Sinto como se eu tivesse passado
anos procurando uma rocha da mais alta qualidade, subindo e descendo morros e
visitando cidades, obtendo informações sobre onde encontrar a tal pedra bruta
de imenso valor.
Anos se foram e quando finalmente
encontrei, tive que doar mais alguns anos para conseguir transportar a rocha
felizmente encontrada, não cabia em meu peito a excitação. Então finalmente a
trouxe. E por mais algum tempo, me preparei para criar em minha mente o esboço,
do que pretendia esculpir, porque eu queria uma obra prima, algo próximo da
perfeição. Foi aí que a idéia veio à minha mente, mas eu precisava me preparar
para isso .
Pus-me a estudar, pesquisar, com
os melhores professores sobre as mais eficientes técnicas e a
melhor e minuciosa forma, para esculpir a mais linda escultura em rocha bruta, sem desperdiçar
nada da matéria prima que eu com tanto esforço , encontrei quase no fim do
mundo.
Por fim, após ter a técnica
perfeita, eu me senti pronta, e esculpi por anos e anos uma linda estátua de mulher, alva em pedra bruta, a mais bela, e mais
apaixonante, sem arestas, sem defeitos, com delicados traços e feições deslumbrantes, que
emocionava corações para todo lado e fazia os olhos de quem a via, lacrimejar e
por vezes prantear aos seus pés. Mas um
dia a estátua foi considerada importante demais para pertencer somente a mim, e
foi decidido que seria levada para exibição pública em um país muito distante,
tamanha a sua importância histórica e cultural, e o lugar para onde foi levada,
era protegido e cheio de normas federais, onde somente pessoas de alto padrão e
de importância pública poderiam apreciá-la de perto, eles a cobriram com uma cúpula de Cristal e
adaptaram sensores de presença, as visitas eram controladas, e o lugar quase
inacessível. E eu, como criadora , somente poderia vê-la a muitos metros de distância, como
as pessoas comuns que a visitavam, e por tempo muito breve. Eu a visitei nos primeiros anos por três vezes ou mais, e
aí meu dinheiro acabou, pois embora a obra fosse minha, não tinha direito sobre
ela, embora somente eu a esculpisse, eram outras mãos, mais aristocráticas,
poderosas, famosas, que teriam a chance de
tocá-la. Das vezes que visitei, lembrei quando ela estava em meu jardim e eu
podia me sentar á sombra dela para apreciá-la por horas, lembrei como suas formas eram
perfeitas e como o sol a tocava gentilmente por entre as folhas das árvores, que
plantei para protegê-la, sentindo o aroma doce das flôres do jardim que cultivei em torno dela, mas eu, por mais que tenha dedicado a minha juventude á essa
obra, não poderia jamais tocá-la, ou sentar a sombra dela, ou apreciá-la com os
mesmos olhos que a moldaram com todo cuidado.

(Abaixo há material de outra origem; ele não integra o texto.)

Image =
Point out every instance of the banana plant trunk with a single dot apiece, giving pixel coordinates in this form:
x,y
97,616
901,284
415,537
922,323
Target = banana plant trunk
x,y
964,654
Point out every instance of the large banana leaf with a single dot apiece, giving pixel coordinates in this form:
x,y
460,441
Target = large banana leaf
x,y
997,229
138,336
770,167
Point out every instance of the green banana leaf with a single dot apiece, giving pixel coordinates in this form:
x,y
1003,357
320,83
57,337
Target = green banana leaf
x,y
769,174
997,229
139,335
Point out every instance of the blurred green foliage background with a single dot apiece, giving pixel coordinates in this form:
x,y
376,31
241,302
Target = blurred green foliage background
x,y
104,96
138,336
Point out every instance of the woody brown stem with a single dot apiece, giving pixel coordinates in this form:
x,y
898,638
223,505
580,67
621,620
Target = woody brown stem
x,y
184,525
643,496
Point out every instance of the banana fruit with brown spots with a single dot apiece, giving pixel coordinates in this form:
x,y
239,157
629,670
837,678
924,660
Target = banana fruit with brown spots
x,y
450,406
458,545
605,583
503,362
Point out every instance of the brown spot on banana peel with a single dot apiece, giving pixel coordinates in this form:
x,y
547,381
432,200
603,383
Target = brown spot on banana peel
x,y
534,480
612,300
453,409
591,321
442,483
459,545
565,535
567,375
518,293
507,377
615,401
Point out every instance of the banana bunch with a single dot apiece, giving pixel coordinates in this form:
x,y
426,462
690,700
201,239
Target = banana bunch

Meu coração foi pouco a pouco
encolhendo, e de tão oprimido não quis mais sofrer. Larguei meus instrumentos
de escultora, e procurei um lugar onde nada me lembrava minha "Obra
Prima". Era como minha filha, aquela estátua, era minha criação, contudo me fazia
sofrer, e quando era fotografada por todo o mundo, não era meu nome que
aparecia abaixo do nome dela. Eu nunca era fotografada com ela, eu nunca era
citada com ela ou sobre ela, era como se ela tivesse se feito sozinha, e era
como se eu não fosse digna da obra que criei.
Num último gesto de autodefesa,
me afastei de minha própria obra, e estou ainda tentando sobreviver aos dias
que vivi ao lado dela, porque naquela época eu era feliz, porque naquela época
ela era minha. Por Capittu Bacellar.